Norma
26/10/2020

Instrução Normativa BCB N° 32

Estabelece formato, periodicidade e informações que participantes do Pix devem prestar ao Banco Central.

Resumo

A IN BCB nº 32/2020 estrutura a remessa de informações do Pix ao Banco Central.

📌 Exige envio mensal do documento 1201/APIX001 com dados operacionais do Pix.

🗂️ Determina armazenamento mínimo de 12 meses para dados sob demanda.

⚠️ Prevê resposta ao BCB por meio do documento 1202/APIX002 quando houver solicitação.

🕰️ O prazo inicial de 7/12/2020 foi tratado como item histórico encerrado.

Resumo executivo

A Instrução Normativa BCB nº 32, de 26 de outubro de 2020, é uma norma operacional do Banco Central do Brasil voltada à prestação de informações pelos participantes do Pix. Ela não institui o Pix, não redefine a participação no arranjo e não trata de regras gerais de experiência do usuário. Seu foco é mais específico: estabelecer quais informações os participantes alcançados devem enviar periodicamente ao Banco Central, quais dados devem manter armazenados para envio sob demanda e quais características de remessa devem ser observadas.

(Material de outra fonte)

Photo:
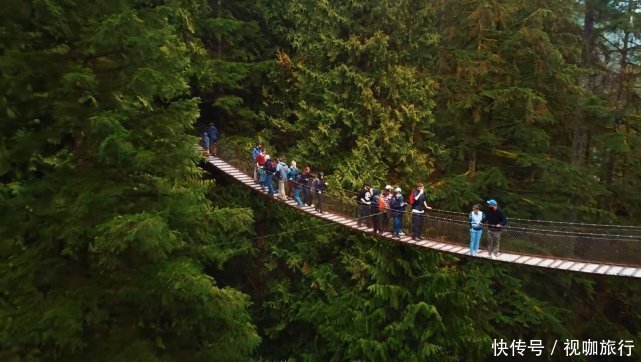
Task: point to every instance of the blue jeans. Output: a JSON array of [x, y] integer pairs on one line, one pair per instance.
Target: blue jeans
[[269, 179], [297, 196], [475, 237], [398, 224]]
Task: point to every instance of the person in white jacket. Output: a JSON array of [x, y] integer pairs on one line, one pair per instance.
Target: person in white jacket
[[477, 218]]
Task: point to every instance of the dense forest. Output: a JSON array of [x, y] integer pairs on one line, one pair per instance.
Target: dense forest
[[116, 244]]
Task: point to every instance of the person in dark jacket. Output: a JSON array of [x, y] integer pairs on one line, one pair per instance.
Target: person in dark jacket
[[270, 170], [206, 142], [495, 220], [418, 211], [364, 201], [306, 183], [255, 152], [398, 208], [298, 188], [376, 211], [318, 185], [213, 138]]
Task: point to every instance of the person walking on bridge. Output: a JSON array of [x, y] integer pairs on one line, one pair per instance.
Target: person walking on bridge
[[376, 211], [495, 220], [417, 200], [306, 181], [281, 174], [318, 185], [291, 176], [213, 134], [364, 201], [384, 207], [270, 170], [255, 152], [477, 218], [398, 208]]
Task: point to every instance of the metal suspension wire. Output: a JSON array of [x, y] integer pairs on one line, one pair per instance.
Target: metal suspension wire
[[576, 241]]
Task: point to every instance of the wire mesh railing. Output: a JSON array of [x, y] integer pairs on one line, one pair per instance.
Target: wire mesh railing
[[601, 243]]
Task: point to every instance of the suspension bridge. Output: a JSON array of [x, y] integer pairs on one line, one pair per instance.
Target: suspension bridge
[[577, 247]]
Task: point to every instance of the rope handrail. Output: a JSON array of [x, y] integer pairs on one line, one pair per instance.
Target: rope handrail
[[453, 228], [511, 219]]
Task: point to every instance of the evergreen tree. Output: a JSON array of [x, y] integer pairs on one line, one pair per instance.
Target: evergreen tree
[[509, 77], [363, 102], [106, 230]]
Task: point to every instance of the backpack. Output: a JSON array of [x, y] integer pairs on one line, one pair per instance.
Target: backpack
[[382, 205], [376, 201], [412, 197]]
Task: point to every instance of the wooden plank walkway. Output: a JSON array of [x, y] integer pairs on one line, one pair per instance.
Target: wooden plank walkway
[[459, 250]]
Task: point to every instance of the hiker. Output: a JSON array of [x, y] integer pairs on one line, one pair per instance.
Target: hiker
[[281, 173], [398, 207], [255, 152], [318, 185], [260, 163], [417, 200], [303, 182], [206, 142], [364, 201], [270, 170], [477, 218], [212, 132], [291, 175], [298, 188], [385, 198], [376, 211], [495, 220], [307, 186]]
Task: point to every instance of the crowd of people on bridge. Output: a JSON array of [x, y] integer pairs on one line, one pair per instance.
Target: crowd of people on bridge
[[375, 207]]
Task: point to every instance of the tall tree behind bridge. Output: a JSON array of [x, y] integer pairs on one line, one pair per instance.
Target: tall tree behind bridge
[[105, 229]]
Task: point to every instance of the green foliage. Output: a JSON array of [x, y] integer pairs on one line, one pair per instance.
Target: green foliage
[[104, 250]]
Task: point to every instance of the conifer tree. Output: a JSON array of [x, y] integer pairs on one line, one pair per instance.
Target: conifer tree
[[105, 230], [364, 97]]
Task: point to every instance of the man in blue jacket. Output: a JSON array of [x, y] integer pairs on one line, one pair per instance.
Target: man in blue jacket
[[495, 220], [213, 138]]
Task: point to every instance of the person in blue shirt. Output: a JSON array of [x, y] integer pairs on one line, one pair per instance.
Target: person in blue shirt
[[212, 132], [477, 218], [418, 211], [318, 185], [495, 220], [398, 208], [206, 142], [255, 152]]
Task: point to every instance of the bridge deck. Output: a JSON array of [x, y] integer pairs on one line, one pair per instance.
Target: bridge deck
[[531, 260]]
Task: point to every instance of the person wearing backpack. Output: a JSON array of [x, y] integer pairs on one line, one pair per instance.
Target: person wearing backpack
[[364, 201], [398, 208], [318, 185], [255, 152], [376, 212], [212, 132], [495, 220], [291, 176], [281, 174], [417, 200], [260, 163], [383, 206], [477, 218], [306, 184], [270, 169], [206, 142], [298, 188]]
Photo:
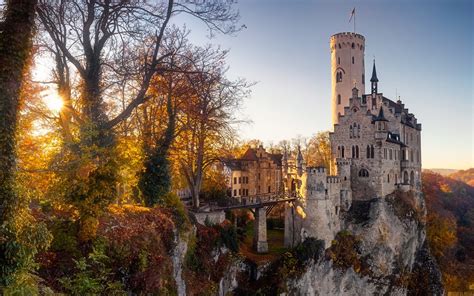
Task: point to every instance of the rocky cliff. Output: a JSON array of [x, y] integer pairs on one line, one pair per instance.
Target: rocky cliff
[[382, 251]]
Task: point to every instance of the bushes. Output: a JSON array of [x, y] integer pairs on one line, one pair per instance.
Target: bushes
[[132, 252]]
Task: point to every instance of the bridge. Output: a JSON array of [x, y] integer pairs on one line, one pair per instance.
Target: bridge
[[260, 205]]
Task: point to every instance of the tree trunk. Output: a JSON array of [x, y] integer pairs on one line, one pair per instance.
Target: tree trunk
[[15, 46], [16, 31]]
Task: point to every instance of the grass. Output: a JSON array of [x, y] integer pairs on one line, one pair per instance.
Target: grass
[[275, 238]]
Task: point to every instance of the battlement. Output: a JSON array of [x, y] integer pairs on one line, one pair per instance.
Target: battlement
[[343, 161], [333, 179], [347, 35], [314, 170]]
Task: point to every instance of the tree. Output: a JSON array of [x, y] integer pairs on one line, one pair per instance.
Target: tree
[[114, 48], [16, 31], [208, 117]]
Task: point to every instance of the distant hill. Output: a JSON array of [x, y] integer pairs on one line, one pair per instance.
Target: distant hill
[[442, 172], [467, 176]]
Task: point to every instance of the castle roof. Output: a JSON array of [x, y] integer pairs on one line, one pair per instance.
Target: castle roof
[[380, 117], [374, 74]]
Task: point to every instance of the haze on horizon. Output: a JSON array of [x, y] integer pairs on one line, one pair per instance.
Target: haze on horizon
[[423, 52]]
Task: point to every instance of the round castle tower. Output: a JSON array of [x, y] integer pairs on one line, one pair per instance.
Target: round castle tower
[[347, 69]]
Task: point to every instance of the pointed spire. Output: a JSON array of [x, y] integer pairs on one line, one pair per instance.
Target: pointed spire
[[374, 74]]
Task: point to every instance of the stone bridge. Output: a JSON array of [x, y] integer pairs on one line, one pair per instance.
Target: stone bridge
[[260, 206]]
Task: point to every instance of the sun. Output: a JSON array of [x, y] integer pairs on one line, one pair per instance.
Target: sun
[[54, 102]]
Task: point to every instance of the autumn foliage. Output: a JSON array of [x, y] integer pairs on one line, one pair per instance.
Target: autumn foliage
[[450, 228]]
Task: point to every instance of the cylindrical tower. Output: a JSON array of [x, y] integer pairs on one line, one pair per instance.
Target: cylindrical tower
[[347, 69]]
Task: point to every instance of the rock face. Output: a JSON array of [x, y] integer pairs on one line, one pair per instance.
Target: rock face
[[391, 246]]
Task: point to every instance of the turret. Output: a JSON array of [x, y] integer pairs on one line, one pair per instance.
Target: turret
[[373, 81], [347, 68], [284, 162], [299, 162]]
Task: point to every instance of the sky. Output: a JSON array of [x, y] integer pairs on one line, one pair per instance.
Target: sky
[[423, 52]]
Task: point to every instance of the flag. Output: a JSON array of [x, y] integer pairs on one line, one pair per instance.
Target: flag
[[352, 14]]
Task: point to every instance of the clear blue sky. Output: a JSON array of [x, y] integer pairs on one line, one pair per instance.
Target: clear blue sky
[[422, 48]]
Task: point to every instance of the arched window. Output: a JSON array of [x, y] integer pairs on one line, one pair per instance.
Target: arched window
[[405, 177]]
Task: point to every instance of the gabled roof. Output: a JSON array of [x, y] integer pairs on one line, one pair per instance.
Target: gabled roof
[[381, 116], [250, 154]]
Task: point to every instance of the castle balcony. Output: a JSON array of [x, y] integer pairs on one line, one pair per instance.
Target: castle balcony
[[405, 164]]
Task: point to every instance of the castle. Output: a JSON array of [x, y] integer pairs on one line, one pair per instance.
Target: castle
[[375, 149]]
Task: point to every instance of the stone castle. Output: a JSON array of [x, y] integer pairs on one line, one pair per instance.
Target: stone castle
[[375, 149]]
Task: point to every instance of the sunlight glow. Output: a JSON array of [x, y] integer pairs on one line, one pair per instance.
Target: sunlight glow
[[54, 102]]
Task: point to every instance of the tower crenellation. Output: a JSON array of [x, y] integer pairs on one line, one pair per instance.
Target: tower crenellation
[[347, 69]]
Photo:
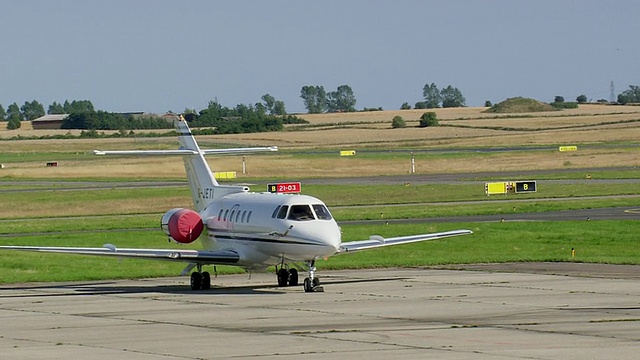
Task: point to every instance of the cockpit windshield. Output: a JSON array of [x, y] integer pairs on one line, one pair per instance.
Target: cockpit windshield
[[321, 212], [301, 213]]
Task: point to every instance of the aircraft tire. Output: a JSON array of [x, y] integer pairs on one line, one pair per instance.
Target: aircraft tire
[[293, 277], [196, 281], [283, 277], [307, 285], [206, 281]]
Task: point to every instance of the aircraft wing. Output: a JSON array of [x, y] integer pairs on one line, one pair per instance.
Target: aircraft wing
[[200, 256], [376, 241], [187, 151]]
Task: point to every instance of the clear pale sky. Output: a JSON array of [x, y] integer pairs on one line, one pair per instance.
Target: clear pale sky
[[160, 55]]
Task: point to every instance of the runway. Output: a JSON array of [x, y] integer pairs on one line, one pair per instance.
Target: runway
[[363, 314]]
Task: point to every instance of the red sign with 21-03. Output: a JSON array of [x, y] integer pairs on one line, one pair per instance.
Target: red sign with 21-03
[[284, 188]]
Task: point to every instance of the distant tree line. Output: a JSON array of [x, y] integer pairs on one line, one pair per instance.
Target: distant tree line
[[632, 95], [318, 101], [241, 119], [269, 115], [102, 120]]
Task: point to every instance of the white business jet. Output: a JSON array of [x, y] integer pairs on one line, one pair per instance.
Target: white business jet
[[246, 229]]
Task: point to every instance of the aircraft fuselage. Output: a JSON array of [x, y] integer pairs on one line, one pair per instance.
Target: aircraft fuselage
[[266, 228]]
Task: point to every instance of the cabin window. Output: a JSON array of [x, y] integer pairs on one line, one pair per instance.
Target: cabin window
[[301, 213], [282, 213], [322, 212]]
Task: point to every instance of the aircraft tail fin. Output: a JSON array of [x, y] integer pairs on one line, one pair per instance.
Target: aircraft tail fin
[[203, 185]]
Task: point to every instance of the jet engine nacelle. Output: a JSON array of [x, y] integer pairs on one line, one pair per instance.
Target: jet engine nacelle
[[183, 226]]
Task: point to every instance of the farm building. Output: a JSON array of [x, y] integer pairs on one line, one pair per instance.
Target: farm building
[[49, 121]]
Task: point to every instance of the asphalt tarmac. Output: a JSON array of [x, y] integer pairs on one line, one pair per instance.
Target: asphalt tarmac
[[365, 314]]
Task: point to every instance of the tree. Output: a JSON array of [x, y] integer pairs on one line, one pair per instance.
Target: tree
[[77, 106], [432, 97], [420, 105], [13, 113], [428, 119], [32, 110], [269, 102], [632, 95], [315, 99], [13, 124], [452, 97], [342, 99], [14, 116], [278, 108], [398, 122], [55, 108]]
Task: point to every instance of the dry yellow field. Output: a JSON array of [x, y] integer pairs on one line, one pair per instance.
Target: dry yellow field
[[463, 127]]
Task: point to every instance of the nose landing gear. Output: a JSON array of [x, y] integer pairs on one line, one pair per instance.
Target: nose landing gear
[[312, 283]]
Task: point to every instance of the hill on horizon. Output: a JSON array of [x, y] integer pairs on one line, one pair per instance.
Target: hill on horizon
[[520, 105]]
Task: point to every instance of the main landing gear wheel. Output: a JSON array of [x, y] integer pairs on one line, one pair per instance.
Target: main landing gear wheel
[[283, 277], [293, 277], [196, 281], [287, 277], [200, 280]]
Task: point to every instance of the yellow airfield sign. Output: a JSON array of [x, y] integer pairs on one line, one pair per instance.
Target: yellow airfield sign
[[568, 148]]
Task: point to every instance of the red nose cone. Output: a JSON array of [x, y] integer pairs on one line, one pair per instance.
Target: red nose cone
[[185, 226]]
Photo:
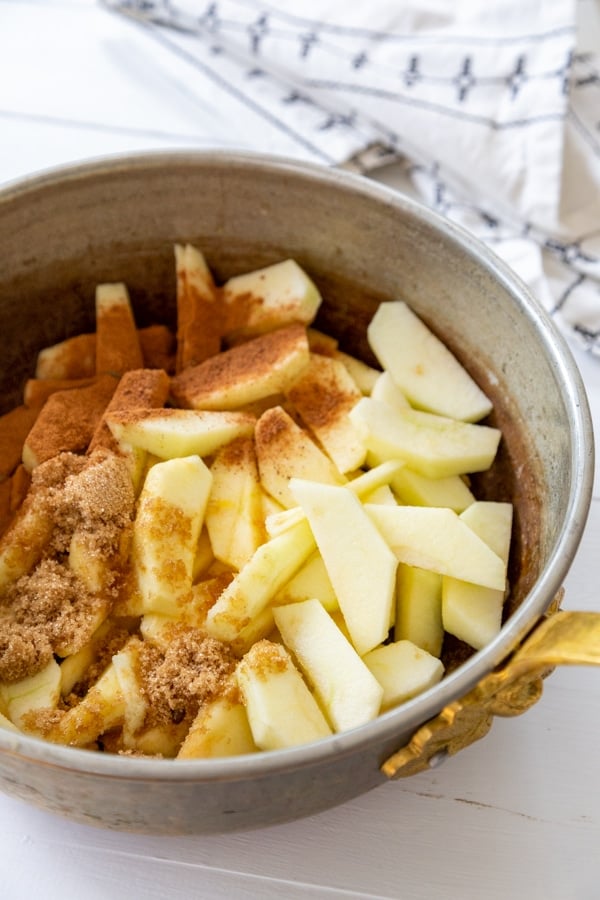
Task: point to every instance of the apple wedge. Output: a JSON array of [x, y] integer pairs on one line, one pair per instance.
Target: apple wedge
[[234, 514], [429, 444], [437, 539], [39, 691], [220, 728], [169, 433], [117, 344], [323, 395], [263, 576], [403, 670], [419, 608], [269, 298], [260, 367], [469, 611], [422, 366], [360, 564], [310, 581], [284, 450], [342, 683], [281, 710], [418, 490], [199, 309], [165, 532]]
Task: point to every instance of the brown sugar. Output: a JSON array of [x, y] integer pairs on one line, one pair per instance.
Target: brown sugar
[[193, 670], [49, 607], [67, 421]]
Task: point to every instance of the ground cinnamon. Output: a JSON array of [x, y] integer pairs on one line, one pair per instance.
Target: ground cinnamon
[[67, 421]]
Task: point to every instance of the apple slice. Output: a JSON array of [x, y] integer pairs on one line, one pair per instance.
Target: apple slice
[[385, 390], [281, 710], [234, 515], [342, 683], [285, 450], [403, 670], [310, 581], [269, 298], [437, 539], [166, 530], [364, 376], [169, 433], [323, 395], [220, 728], [102, 708], [117, 343], [256, 369], [469, 611], [432, 445], [419, 608], [360, 564], [418, 490], [422, 366], [263, 576], [199, 310], [39, 691]]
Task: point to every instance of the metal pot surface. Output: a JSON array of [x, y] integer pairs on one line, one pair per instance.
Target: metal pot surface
[[117, 220]]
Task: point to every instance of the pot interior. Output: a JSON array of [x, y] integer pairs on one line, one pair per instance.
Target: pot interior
[[118, 221]]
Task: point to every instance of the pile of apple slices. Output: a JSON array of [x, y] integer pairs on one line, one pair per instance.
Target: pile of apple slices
[[310, 511]]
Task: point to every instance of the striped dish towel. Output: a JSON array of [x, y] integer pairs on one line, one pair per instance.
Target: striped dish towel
[[487, 110]]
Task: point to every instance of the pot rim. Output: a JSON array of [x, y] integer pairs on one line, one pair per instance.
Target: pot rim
[[415, 712]]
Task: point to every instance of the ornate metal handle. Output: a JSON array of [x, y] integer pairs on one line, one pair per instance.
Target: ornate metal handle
[[561, 638]]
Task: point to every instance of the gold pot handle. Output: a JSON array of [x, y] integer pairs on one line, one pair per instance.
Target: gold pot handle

No retrato-fonte original de 2020, a norma organiza três blocos principais. O primeiro é a obrigação de envio mensal das informações do Anexo I, por meio do documento 1201, código APIX001, no formato XML, pelo Sistema de Transferência de Arquivos. O segundo é a obrigação de armazenar, pelo prazo mínimo de 12 meses, um conjunto adicional de informações do Anexo II, para que possam ser remetidas ao Banco Central quando solicitadas. O terceiro é a disciplina operacional do envio sob demanda, por meio do documento 1202, código APIX002, com prazo definido caso a caso.

A extração gerou quatro requisitos: três ativos e um histórico encerrado. Os requisitos ativos cobrem a remessa mensal, a retenção mínima de dados sob demanda e o envio por evento quando houver solicitação do Banco Central. O requisito encerrado registra o marco inicial de implantação da norma: dados referentes a novembro de 2020 deveriam ser enviados até 7 de dezembro de 2020. Esse item foi preservado porque nasce do próprio documento-fonte e pode ser útil para auditoria histórica, mas não deve ser tratado como obrigação recorrente atual.

Escopo e sujeitos regulados

A norma se aplica aos participantes do Pix indicados no parágrafo único do art. 1º: participantes enquadrados na modalidade de provedor de conta transacional e liquidante especial, conforme o Regulamento anexo à Resolução BCB nº 1, de 2020. Em termos de produto, o escopo é o arranjo Pix; em termos de entidade, a aplicabilidade depende do enquadramento como participante do Pix nessas modalidades.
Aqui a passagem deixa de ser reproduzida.